Profound clutter: Photographs of New York artist studios

The studio of William Merritt Chase in the Tenth Street Studio Building at 51 West 10th Street. Another appears below. [Smithsonian]

Take a look at these extraordinary photographs of artist studios in New York City from the late 19th century to the early 20th century, the interiors of apartment buildings and houses rendered into a lovely chaos.  Hopefully you’ll find them as inspiring as I do.  Off to make a mess in my apartment!

Click into each photo for greater detail:

Betti Richard, bronze sculptress, in her studio of towering religious figures.  She would later get married to the Austrian ambassador to the United Nations and spend “cocktail hour[s] as hostess and partygoer.” [Smithsonian]

Abraham Walkowitz, at his studio at 8 West 23rd Street.
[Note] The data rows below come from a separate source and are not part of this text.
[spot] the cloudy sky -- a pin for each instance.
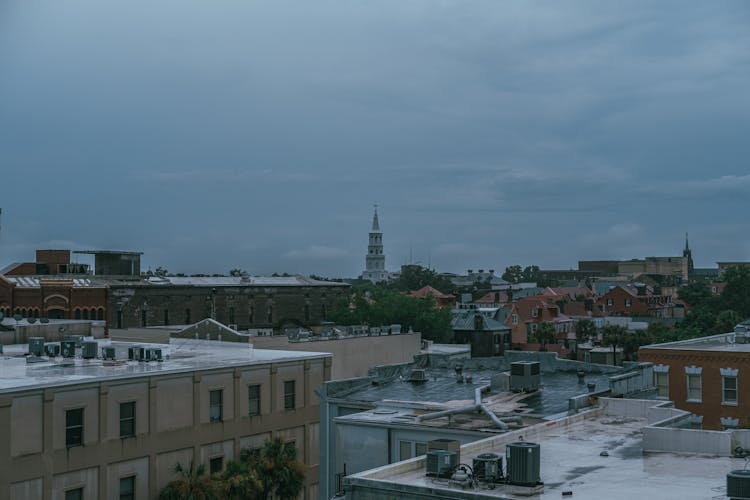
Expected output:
(213, 135)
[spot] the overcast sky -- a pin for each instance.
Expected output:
(235, 133)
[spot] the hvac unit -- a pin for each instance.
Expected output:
(738, 485)
(88, 349)
(440, 463)
(136, 353)
(488, 468)
(523, 460)
(154, 354)
(36, 346)
(52, 350)
(68, 348)
(525, 376)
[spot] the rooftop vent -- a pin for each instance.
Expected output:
(36, 346)
(88, 349)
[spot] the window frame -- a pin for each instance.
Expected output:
(127, 420)
(253, 403)
(131, 480)
(72, 429)
(212, 405)
(290, 397)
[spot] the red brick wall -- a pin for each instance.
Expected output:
(711, 407)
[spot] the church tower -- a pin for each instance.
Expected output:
(688, 254)
(375, 259)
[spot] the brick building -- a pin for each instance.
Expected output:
(707, 376)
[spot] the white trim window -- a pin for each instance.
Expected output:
(693, 384)
(661, 380)
(729, 386)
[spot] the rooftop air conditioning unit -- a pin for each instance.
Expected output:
(88, 349)
(136, 353)
(52, 350)
(36, 346)
(154, 354)
(440, 463)
(523, 461)
(109, 353)
(488, 468)
(738, 485)
(525, 376)
(68, 348)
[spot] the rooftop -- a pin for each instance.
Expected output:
(180, 355)
(726, 342)
(571, 461)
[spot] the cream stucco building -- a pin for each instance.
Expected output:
(114, 429)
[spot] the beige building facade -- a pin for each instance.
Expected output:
(95, 429)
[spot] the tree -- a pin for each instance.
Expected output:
(191, 483)
(585, 330)
(614, 335)
(239, 482)
(513, 274)
(545, 334)
(726, 321)
(281, 475)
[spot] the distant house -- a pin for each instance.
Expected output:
(442, 299)
(637, 300)
(487, 336)
(528, 313)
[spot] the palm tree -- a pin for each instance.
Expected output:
(191, 483)
(544, 334)
(239, 482)
(281, 475)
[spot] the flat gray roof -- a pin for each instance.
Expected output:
(180, 355)
(571, 461)
(724, 342)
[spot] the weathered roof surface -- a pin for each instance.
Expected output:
(250, 281)
(181, 355)
(571, 461)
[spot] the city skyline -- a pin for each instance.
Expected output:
(258, 136)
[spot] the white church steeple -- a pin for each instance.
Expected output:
(375, 259)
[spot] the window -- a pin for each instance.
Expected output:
(253, 400)
(694, 393)
(215, 406)
(661, 380)
(127, 419)
(729, 386)
(74, 428)
(215, 465)
(76, 494)
(127, 488)
(289, 395)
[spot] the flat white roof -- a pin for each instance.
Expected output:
(571, 460)
(180, 355)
The artist, a Russian immigrant who spent his youth in the Lower East Side, is famous for his paintings of dancer Isadora Duncan. [Smithsonian]

 
Zelma Baylos in her studio at Carnegie Hall, taken between 1910-1915. The Carnegie Hall studios fostered the careers of hundreds of artists until 2010, when the remaining artists were evicted and the space turned into a music education center. [LOC]

Dr. Selma Burke in her Greenwich Village studio, date unknown.  Burke is best known for her plaque of Franklin D. Roosevelt hanging in Washington DC, long rumored to be the inspiration for the U.S. dime.  [Smithsonian]
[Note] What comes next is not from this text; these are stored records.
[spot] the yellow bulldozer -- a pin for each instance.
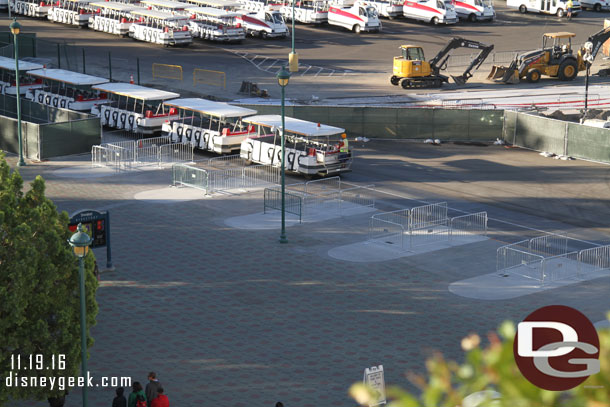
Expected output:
(411, 70)
(555, 59)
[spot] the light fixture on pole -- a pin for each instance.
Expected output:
(80, 243)
(15, 30)
(293, 57)
(283, 76)
(588, 58)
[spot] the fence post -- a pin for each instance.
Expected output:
(109, 66)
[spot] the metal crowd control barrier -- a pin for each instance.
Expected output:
(166, 71)
(468, 225)
(123, 155)
(293, 203)
(208, 77)
(422, 225)
(217, 180)
(187, 175)
(550, 258)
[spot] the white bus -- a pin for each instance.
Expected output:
(229, 5)
(214, 24)
(306, 11)
(208, 125)
(430, 11)
(173, 7)
(112, 17)
(135, 108)
(67, 89)
(557, 7)
(359, 17)
(30, 8)
(311, 148)
(71, 12)
(7, 77)
(265, 23)
(475, 10)
(160, 27)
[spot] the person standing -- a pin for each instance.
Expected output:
(161, 400)
(137, 393)
(152, 387)
(119, 400)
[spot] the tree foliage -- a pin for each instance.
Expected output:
(493, 369)
(39, 287)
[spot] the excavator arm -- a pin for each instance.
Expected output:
(440, 60)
Another image of William Merritt Chase‘s studio, taken sometime in 1900. Chase was an early American Impressionist painter and one of New York’s most admired art figures during the Gilded Age. [Smithsonian]

Leon Dabo in his Brooklyn studio, taken around 1910.  Dabo, primarily a landscape artist, was one of the organizers of the Armory Show of 1913. [Smithsonian]

John Sloan and his wife in their Staten Island studio, photographed by Berenice Abbott. [courtesy Staten Island Museum]


Bessie Potter Vonnoh, in her studio at 33 West 67th Street, taken sometime after she moved here in 1905. [LOC]

The photography studio of James L. Breese, nephew of Samuel Morse, taken in 1899. [NYPL]

Edward Hopper in his Washington Square studio, photographed in 1948, by the great Berenice Abbott. [Smithsonian]

The studio of William Couper, which he shared with father-in-law and fellow sculptor Thomas Ball, taken between 1910-15. Located at 207 E. 17th Street, in Manhattan. [LOC]

1 reply on “Profound clutter: Photographs of New York artist studios”

This is fantastic! This is a really important photo for me. The couper-ball studio is incredible. This is a photo of my great great grandfather’s working place. THank you so much for sharing.